Repaginado. Hoje, o Riviera está mudado. Não é mais a chamada esquerda estudantil a ocupar suas mesas (que alguns chamavam maldosamente de esquerda festiva). O público se adequou aos novos tempos. No térreo, um balcão vermelho serpenteia o ambiente. Clientes provam coquetéis reconhecidamente bem executados. Pouco se fala de política. No andar de cima, estão as mesas maiores, é possível namorar, fechar negócios, fazer festas de aniversário e apreciar uma visão emblemática da cidade (parte da Avenida Paulista e da Rebouças). Tudo isso, às vezes, ao som de uma banda de jazz.
De vez em quando passa por lá um cliente saudoso: “Quando passo naquela esquina, farol luminoso a orientar a pujança de uma cidade em constante ebulição, é como se voltasse a respirar uma atmosfera de juventude que ficou espalhada pelas paredes daquele bar atemporal”, confessou o músico Toquinho.
5 PERGUNTAS PARA:
José Victor Oliva, empresário, atual dono do Riviera
1. O que é o Riviera para você? Eu trato isso como uma joia, um caso de amor. O Riviera é um dos quatro ou cinco bares mais bonitos, charmosos e sexies que eu conheço. Sabe, essa coisa meio sexy das paredes redondas... Quando desfiz a sociedade com o Facundo Guerra, quis ficar com o Riviera. Ele é importante demais e precisa ser bem mantido.
2. Ele dá lucro? Hoje eu não tenho mais um restaurante desse pelo lucro, mas pelo tesão que é ter o Riviera. É uma obra de arte. É como uma escultura, um carro antigo.
3. Quem é o seu cliente hoje? Gente que gosta de coisa bem feita, de um lugar bacana e alegre. E com esse visual metropolitano, que também lembra Nova York e Tóquio.

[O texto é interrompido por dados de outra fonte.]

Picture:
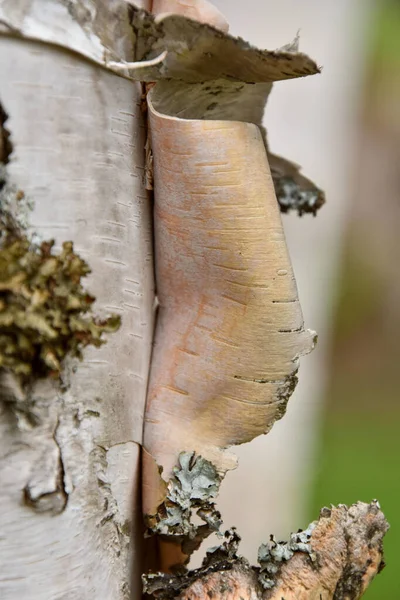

4. A noite mudou muito dos tempos do Gallery pra cá? As pessoas mudaram. Hoje, o cliente sabe o que é um bom vinho. Antes, as casas tinham dois ou três rótulos. Tinha vodca, uísque e champanhe. Hoje, a noite é coquetelaria. Antigamente, o barman era alguém que colocava gelo no uísque e, às vezes, um clube soda. Agora, eles são verdadeiros artistas.
5. Sente falta da noite do passado?Eu sinto falta do romantismo. Hoje é difícil achar um lugar para dançar de rosto colado. Não sei quando isso voltará, mas irá voltar. A noite é pendular. Uma hora, o romantismo estará de volta.